Kettenvertragmassaker reloaded? EuGH billigt Mehrfachbefristungen über 11 Jahre

Eigentlich glaubte der Gesetzgeber mit dem Erlass des Teilzeit- und Befristungsgesetzes der üblichen Praxis jahrelanger Anschlussbefristungen, im Volksmund auch Kettenverträge genannt, einen Riegel vorgeschoben zu haben. Zumindest die Handhabung der reinen Zeitbefristungen war Dank der recht eindeutigen gesetzlichen Regelung für alle Beteiligten selten Anlass zum Streit. Ganz anders die Sachgrundbefristung: Hier mussten sich Arbeitgeber, Arbeitnehmer und auch Betriebsrat oftmals sogar vor Gericht darüber streiten, ob ein legitimer Sachgrund vorlag.  

Jetzt hat der EuGH am vergangenen Donnerstag ein Urteil (C-586/10, Pressemitteilung) gefällt, dass bei der oberflächlichen Lektüre der Überschriften in der Presse wohl Arbeitgeber frohlocken und Arbeitnehmer und Betriebsräte aufstöhnen lässt. Der EuGH gab nämlich einer Praxis seinen Segen, bei der eine Arbeitnehmerin innerhalb von 11 Jahren 13 Arbeitsverträge in Reihe mit Sachgrundbefristung erhielt. Das Besondere daran war der Umstand, dass der Sachgrund nicht im vorübergehenden Personalbedarf lag, sondern ein dauerhaft bestehender Vertretungsbedarf für verschiedene Arbeitnehmer bestand. Hier könnte man durchaus zu der Ansicht gelangen, dass diese dauerhaften Vertretungen in der Organisationsform des Springers von einem unbefristeten Arbeitnehmer zu leisten seien.

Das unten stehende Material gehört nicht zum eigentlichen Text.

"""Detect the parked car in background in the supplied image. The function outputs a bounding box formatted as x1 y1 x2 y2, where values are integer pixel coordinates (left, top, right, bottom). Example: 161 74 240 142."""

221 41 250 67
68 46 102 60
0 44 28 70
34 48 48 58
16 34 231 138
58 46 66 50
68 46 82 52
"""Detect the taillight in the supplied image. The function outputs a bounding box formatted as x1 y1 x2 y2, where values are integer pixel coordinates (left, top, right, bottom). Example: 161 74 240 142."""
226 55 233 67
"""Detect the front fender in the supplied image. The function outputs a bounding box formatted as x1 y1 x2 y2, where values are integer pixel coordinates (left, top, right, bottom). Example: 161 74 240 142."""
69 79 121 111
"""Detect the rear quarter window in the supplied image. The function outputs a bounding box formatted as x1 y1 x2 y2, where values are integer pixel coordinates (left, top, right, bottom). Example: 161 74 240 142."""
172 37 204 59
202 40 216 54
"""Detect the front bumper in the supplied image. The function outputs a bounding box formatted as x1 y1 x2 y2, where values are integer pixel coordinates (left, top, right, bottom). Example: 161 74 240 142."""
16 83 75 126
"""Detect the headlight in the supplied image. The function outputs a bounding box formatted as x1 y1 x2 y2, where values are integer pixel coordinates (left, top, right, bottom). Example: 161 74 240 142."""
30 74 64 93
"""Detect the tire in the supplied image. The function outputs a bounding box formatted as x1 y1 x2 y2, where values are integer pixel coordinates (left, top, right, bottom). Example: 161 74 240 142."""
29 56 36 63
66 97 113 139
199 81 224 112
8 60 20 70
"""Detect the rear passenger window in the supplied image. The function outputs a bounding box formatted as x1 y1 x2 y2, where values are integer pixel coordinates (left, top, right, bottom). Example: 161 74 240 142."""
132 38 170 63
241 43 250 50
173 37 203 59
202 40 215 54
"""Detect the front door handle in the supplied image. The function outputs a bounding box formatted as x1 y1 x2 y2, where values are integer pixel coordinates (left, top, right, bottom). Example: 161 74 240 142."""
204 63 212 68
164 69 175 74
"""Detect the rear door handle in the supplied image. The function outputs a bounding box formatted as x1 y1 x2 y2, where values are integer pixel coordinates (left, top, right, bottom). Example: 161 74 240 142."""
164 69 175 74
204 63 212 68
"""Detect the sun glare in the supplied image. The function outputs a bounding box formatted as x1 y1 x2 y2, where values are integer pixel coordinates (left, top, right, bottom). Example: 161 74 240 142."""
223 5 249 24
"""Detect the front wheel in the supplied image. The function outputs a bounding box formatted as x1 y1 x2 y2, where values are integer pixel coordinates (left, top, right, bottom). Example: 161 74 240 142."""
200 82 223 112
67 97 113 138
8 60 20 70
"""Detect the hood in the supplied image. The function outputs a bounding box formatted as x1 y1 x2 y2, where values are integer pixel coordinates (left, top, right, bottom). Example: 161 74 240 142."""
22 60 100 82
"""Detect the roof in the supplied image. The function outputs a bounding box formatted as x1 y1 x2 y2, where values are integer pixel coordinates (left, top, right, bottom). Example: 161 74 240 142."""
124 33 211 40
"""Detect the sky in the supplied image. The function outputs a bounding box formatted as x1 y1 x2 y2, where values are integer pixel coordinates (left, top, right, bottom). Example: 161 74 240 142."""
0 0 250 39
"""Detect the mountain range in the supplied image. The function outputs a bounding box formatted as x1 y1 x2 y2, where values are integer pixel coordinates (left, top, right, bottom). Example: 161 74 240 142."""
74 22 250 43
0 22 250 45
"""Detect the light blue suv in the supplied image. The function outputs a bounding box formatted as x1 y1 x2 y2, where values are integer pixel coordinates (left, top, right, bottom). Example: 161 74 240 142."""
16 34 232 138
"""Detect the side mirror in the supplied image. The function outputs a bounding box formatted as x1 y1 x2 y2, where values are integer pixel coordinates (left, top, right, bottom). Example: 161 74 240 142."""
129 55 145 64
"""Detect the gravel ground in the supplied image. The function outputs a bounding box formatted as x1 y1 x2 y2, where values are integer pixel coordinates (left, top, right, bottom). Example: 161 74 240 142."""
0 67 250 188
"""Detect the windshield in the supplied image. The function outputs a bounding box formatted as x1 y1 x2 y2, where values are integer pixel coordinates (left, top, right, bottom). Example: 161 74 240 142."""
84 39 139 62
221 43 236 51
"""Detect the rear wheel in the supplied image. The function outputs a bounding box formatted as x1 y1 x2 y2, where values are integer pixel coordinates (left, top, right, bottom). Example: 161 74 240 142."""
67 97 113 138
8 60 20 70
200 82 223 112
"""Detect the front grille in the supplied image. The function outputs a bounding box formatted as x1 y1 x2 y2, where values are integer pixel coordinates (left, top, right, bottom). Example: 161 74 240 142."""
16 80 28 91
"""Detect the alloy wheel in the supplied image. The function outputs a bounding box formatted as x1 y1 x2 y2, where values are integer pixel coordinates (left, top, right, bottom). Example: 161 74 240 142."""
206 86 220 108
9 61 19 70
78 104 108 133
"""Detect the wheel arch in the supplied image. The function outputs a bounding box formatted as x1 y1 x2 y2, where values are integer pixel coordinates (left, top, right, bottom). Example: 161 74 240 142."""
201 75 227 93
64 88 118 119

Der EuGH macht jedoch Auflagen, die die spontane Einschätzung deutlich revidieren lassen:
„Bei der Beurteilung der Frage, ob die Verlängerung eines befristeten Arbeitsvertrags im Einzelfall durch einen sachlichen Grund wie den vorübergehenden Bedarf an Vertretungskräften gerechtfertigt ist, müssen die nationalen Behörden jedoch alle Umstände dieses Einzelfalls einschließlich der Zahl und der Gesamtdauer der in der Vergangenheit mit demselben Arbeitgeber geschlossenen befristeten Verträge berücksichtigen.“

Damit muss nun nicht mehr nur der letzte Arbeitsvertrag bei der Prüfung hinzugezogen werden, sondern alle bisherigen Verträge. Ob dies in der Praxis den Arbeitsvertragsparteien und den Betriebspartnern hilft, bei unterschiedlicher Einschätzung ohne gerichtliche Hilfe auszukommen, erscheint mehr als fraglich.

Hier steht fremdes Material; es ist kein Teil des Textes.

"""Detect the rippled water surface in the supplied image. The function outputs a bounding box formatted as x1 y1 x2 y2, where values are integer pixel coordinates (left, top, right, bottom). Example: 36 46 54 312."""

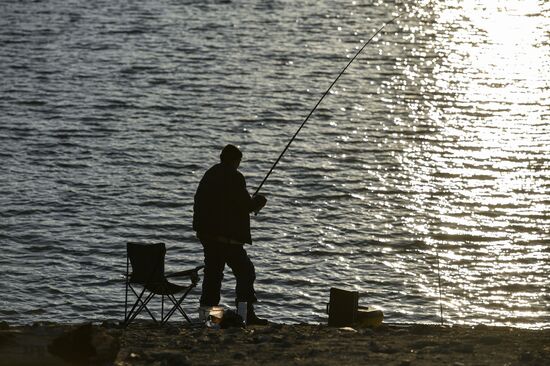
0 0 550 328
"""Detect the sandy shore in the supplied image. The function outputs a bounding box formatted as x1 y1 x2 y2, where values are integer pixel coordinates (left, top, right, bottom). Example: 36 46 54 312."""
0 321 550 366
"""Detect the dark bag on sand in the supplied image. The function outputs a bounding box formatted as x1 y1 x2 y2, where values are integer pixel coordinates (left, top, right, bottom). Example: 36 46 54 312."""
327 287 359 327
220 310 244 329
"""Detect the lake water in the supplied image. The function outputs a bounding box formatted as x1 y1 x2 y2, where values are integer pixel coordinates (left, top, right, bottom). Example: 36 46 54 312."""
0 0 550 328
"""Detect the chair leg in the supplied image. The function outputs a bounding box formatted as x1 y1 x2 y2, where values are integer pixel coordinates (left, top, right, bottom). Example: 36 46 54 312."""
126 292 158 325
124 286 158 327
162 286 195 324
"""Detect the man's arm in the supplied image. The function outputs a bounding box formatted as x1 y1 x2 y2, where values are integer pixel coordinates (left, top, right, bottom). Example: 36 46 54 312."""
234 172 267 213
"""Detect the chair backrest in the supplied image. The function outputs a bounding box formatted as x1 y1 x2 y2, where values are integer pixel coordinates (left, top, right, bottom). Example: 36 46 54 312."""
126 243 166 285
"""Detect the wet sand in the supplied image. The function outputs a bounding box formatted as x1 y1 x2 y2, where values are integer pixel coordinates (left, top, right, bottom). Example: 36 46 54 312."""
0 321 550 366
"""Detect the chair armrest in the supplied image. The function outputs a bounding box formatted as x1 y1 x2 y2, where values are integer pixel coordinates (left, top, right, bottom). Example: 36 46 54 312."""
164 266 204 278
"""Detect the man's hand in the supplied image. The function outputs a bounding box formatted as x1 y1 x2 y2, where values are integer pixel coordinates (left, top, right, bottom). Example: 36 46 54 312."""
252 194 267 213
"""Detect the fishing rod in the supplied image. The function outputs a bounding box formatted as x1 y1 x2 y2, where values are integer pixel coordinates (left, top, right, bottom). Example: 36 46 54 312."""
254 15 400 196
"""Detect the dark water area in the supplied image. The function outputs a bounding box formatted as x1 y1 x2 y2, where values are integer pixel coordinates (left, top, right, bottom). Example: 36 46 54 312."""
0 0 550 328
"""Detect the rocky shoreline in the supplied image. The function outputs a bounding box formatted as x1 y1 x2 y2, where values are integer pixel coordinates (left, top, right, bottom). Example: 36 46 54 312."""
0 321 550 366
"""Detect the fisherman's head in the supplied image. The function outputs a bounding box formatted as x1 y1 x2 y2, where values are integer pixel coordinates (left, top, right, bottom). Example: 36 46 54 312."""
220 144 243 169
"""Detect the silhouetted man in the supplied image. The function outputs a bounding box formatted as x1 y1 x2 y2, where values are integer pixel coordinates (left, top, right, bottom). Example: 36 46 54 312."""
193 145 267 324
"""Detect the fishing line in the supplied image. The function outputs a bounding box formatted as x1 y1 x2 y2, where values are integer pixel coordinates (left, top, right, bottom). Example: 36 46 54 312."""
435 248 443 325
254 15 400 195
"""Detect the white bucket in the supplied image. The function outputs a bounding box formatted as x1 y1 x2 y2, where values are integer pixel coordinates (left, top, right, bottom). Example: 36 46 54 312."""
199 306 223 323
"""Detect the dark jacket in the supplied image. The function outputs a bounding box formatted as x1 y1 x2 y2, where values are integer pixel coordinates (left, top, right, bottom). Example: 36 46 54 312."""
193 163 253 244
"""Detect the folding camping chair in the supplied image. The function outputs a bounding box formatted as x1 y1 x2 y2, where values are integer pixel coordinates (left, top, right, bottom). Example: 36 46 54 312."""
124 243 204 327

Arbeitgeber werden weiterhin sorgfältig prüfen müssen, ob ein zulässiger Befristungsgrund vorliegt. Weiterhin besteht für sie das Risiko, dass bei allzu optimistischer eigener Einschätzung der Arbeitnehmer gute Chancen hat, sich einen unbefristeten Arbeitsplatz zu sichern.

Eine Rechtsschutzversicherung für Arbeitsrecht wird auch jetzt noch für befristete Arbeitnehmer sinnvoll sein, wenn sie bei unzulässiger Sachgrundbefristung zu ihrem Recht kommen wollen, denn nach wie vor können die streitigen Fragen nur von einem Arbeitsgericht im Rahmen einer Befristungskontroll- oder Kündigungsschutzklage beantwortet werden.

Eifrige Betriebsräte könnten jetzt auf den Gedanken kommen, sie hätten wieder einen Grund mehr, den Grundsatz der Datensparsamkeit bei ihrer Arbeit außer Acht zu lassen. Im Rahmen des Anhörungsverfahrens nach §99 BetrVG müssen sie auch prüfen, ob gegen ein Gesetz verstoßen wird. Ob bei den jetzt für zulässig erklärten Kettenverträgen gegen das Teilzeit- und Befristungsgesetz ggf. verstoßen wird, lässt sich für den Betriebsrat nur beantworten, wenn er Anhörungsunterlagen von befristet Eingestellten über Jahre aufbewahrt und sich jeweils umfangreiche Notizen über die Umstände eines jeden Befristungseinzelfalles gemacht hat. Allerdings geht die herrschende Meinung davon aus, dass in diesem Fall dem Betriebsrat kein eigenständiges Prüfungsrecht zusteht, die Frage sei individualrechtlich zu klären (siehe Fitting, 25 Aufl., §99, RN 210).

Insofern: Aus dem Westen nichts wirklich Neues.